El proyecto apostará por la rehabilitación urbana, la puesta en valor del patrimonio urbano y la mejora de la eficiencia energética. Se mantendrán los elementos estructurales que se considera que no serán seguro objeto de cambio. Todo aquello que tenga margen de mejora o alteración, estará en disposición de cambiar, al albur de la evolución de la ciudad. De esta manera, se evitarán las rigideces urbanas que establecía el anterior planeamiento. En los ámbitos que sufran deficiencias urbanísticas se actuará de forma puntual sobre edificios, mediante regeneración urbana de barrios o ámbitos, o se renovará totalmente espacios urbanos.

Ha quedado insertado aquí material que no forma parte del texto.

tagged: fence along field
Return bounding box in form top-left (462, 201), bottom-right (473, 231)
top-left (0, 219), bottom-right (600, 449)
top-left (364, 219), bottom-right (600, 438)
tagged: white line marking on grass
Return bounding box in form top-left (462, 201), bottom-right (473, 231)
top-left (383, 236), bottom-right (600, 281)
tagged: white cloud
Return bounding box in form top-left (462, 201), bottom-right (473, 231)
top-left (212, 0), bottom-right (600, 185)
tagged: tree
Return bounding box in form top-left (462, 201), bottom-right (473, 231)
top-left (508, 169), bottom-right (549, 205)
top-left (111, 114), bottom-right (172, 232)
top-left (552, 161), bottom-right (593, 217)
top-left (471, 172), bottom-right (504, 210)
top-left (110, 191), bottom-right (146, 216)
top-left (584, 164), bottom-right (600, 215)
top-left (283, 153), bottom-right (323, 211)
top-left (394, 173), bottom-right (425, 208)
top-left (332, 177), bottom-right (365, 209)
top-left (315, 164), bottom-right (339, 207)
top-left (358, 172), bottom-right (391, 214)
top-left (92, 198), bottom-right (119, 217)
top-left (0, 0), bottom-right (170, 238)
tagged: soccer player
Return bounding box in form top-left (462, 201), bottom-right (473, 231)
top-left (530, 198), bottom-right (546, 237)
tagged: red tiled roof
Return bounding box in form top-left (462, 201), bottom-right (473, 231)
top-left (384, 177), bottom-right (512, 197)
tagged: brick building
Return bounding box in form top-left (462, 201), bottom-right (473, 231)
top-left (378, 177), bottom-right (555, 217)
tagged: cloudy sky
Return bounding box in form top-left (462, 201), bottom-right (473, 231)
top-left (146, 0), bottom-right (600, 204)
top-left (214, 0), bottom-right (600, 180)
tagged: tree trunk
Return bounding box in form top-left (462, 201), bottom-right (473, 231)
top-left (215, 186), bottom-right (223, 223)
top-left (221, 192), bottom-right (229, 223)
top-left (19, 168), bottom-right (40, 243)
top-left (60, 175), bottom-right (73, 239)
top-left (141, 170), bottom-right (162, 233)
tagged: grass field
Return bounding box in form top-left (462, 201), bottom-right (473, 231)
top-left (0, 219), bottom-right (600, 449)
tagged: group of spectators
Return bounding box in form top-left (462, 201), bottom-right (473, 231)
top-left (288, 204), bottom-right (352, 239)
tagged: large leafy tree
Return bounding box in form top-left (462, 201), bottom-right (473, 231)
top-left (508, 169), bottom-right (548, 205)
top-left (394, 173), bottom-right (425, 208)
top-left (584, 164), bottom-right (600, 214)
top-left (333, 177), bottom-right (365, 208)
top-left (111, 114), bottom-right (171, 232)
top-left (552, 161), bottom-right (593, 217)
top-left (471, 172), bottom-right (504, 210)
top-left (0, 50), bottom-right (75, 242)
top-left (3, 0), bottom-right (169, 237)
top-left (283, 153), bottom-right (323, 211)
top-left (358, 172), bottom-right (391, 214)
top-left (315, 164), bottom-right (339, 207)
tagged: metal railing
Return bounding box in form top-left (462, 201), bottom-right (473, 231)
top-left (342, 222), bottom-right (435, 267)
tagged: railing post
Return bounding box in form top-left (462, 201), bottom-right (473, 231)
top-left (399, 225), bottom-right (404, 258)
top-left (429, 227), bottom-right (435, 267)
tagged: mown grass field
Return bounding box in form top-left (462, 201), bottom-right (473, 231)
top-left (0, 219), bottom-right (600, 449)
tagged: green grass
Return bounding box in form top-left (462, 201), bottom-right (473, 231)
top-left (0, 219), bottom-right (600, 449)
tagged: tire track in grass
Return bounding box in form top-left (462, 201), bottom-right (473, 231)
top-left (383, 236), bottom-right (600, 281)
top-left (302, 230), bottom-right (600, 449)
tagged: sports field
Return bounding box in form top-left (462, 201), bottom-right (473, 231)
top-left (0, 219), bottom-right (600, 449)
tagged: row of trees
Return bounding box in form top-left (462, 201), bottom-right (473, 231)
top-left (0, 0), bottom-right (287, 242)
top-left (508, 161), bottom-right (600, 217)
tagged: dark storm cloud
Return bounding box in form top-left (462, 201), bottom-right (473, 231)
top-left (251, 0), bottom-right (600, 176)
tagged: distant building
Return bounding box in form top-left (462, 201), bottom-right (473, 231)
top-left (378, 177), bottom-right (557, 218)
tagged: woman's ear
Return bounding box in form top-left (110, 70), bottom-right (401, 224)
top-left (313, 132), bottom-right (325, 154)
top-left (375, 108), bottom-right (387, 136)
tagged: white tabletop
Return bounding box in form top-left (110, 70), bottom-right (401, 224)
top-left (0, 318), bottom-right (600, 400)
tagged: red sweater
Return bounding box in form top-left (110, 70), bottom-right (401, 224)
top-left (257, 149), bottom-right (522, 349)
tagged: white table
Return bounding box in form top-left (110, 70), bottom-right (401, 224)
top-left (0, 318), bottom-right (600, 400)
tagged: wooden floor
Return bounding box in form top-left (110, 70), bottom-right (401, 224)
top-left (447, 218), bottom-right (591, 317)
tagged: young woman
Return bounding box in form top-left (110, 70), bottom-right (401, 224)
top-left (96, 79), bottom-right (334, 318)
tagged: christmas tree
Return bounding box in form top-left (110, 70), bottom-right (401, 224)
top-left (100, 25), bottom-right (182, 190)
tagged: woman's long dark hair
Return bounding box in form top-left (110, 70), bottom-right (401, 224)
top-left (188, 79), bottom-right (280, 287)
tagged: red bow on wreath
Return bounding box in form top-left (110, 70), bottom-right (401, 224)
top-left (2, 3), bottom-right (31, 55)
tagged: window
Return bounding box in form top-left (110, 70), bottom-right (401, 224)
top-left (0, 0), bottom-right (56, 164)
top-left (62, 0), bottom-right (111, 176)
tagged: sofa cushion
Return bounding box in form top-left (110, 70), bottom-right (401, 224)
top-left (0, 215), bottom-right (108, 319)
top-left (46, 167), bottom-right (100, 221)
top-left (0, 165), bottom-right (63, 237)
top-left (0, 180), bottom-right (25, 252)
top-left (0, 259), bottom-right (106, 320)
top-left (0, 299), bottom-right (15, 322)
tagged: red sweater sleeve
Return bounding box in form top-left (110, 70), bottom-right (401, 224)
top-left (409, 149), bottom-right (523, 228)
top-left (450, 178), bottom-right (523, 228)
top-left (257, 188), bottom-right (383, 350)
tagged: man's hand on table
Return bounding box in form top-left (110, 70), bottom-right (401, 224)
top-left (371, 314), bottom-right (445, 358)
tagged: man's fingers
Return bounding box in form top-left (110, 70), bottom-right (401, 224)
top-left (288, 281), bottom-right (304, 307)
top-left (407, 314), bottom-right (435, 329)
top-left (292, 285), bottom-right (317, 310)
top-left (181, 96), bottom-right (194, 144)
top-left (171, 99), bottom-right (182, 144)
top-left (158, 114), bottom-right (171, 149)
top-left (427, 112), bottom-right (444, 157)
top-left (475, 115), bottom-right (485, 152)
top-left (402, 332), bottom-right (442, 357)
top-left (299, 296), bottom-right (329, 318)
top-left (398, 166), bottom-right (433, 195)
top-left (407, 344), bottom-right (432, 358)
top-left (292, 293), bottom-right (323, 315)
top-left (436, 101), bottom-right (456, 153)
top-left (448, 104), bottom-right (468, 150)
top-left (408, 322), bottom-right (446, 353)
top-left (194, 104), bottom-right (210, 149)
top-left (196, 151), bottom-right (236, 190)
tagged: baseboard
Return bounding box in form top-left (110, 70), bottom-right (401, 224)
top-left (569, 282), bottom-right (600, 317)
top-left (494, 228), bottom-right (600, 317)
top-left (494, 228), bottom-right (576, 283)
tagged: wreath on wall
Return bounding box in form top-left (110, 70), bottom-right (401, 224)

Para determinar esas situaciones, próximamente se redactará una ordenanza de recuperación urbana que delimitará los ámbitos de la ciudad, los analizará mediante una serie de indicadores y se actuará según el caso.
Habrá dos actuaciones de ciudad en las que se prestará especial atención. Por un lado, se creará una red ambiental en la que se establecerán corredores o ejes urbanos que darán continuidad a las zonas verdes de la capital, incluyendo el anillo verde y la red de bulevares. Algo así como un hilo que unirá las cuentas de un collar medioambiental integrado por todos los espacios naturales de Madrid. Por otro, se realizarán acciones singulares como la creación de una nueva centralidad del sur (Delicias-Méndez Álvaro- Abroñigal), la rehabilitación urbana de los entornos de Madrid Río y el polígono Villaverde Tecnológico, que estará situado en la parte sur de la M-45.